I have the feeling that Milanovic is putting a brave face on a profoundly dehumanizing condition because he doesn’t see a way out of our faux gilded cage and refuses to deceive us with false hope. Still, for many of us, knowing that this is our inevitable fate doesn’t make life worth living, even if we end up joining the ranks of the winners. Ironically, our hopes reside in the long-held belief that capitalism is ultimately a system of unequal development, uplifting one area to downgrade another, thereby ensuring the ongoing resistance to its injurious effects.

Perhaps the solution resides in boycotting consumer products across the board and vowing to live only on what is truly essential. Milanovic is absolutely right to argue that the reason John Maynard Keynes’s prediction (expressed in 1930) that his grandchildren would get to live in a world where the coin of the realm is creativity, not cold cash, was wrong because Keynes didn’t realize that the same innovation he expected to liberate his grandchildren would paradoxically create new needs for them, and therefore keep them running on the treadmill of money. Businesses are created to get our disposable income and even get us in debt.

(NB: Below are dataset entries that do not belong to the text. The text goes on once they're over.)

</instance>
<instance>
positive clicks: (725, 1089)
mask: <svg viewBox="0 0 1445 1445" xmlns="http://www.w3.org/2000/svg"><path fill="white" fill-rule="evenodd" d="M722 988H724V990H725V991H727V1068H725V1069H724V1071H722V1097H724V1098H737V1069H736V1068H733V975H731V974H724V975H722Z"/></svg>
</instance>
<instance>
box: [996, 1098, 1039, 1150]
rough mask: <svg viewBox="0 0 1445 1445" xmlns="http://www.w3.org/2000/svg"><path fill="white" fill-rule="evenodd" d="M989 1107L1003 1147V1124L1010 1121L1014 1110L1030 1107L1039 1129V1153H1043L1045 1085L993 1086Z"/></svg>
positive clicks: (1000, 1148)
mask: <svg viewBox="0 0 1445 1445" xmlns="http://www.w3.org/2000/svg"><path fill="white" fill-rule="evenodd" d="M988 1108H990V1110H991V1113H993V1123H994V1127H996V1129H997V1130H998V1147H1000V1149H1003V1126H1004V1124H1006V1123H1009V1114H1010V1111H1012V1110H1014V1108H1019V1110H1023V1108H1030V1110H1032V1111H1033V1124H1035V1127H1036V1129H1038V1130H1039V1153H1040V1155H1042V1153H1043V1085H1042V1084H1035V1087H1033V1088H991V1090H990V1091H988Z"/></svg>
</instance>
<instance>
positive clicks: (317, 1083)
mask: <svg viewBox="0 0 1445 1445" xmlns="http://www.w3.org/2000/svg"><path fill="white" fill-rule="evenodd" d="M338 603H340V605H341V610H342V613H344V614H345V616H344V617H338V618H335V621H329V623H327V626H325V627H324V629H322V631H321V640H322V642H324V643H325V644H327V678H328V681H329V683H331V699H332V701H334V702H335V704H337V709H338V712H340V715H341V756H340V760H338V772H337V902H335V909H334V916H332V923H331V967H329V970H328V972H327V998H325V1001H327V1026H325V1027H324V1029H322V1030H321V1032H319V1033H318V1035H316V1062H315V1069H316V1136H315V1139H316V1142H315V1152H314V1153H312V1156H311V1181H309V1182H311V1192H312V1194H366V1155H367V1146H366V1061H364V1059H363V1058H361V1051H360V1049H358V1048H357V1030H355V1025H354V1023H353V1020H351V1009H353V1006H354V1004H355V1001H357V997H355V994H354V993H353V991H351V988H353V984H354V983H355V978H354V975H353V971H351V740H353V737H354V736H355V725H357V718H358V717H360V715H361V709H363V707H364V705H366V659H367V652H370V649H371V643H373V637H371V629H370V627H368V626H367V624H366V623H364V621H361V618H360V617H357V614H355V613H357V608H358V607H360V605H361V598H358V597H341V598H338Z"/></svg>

The solution, however, remains Thoreauvian: walking away, whether in Gandhian fashion or through delinking from the global capitalist ideology by adopting what the French economist Serge Latouche termed a politics of “décroissance” or “anti-growth.” This could only happen if our economic lives, or money-making, were embedded into a social structure that transcends the maniacal quest for profit and endless money-making.

Our goal today is to define a social system that would enrich our lives, not one that sends us on a fool’s errand and leaves us dead of loneliness and alienation. I very much hope that Milanovic could dedicate his vast intellectual resources to help us imagine such a future.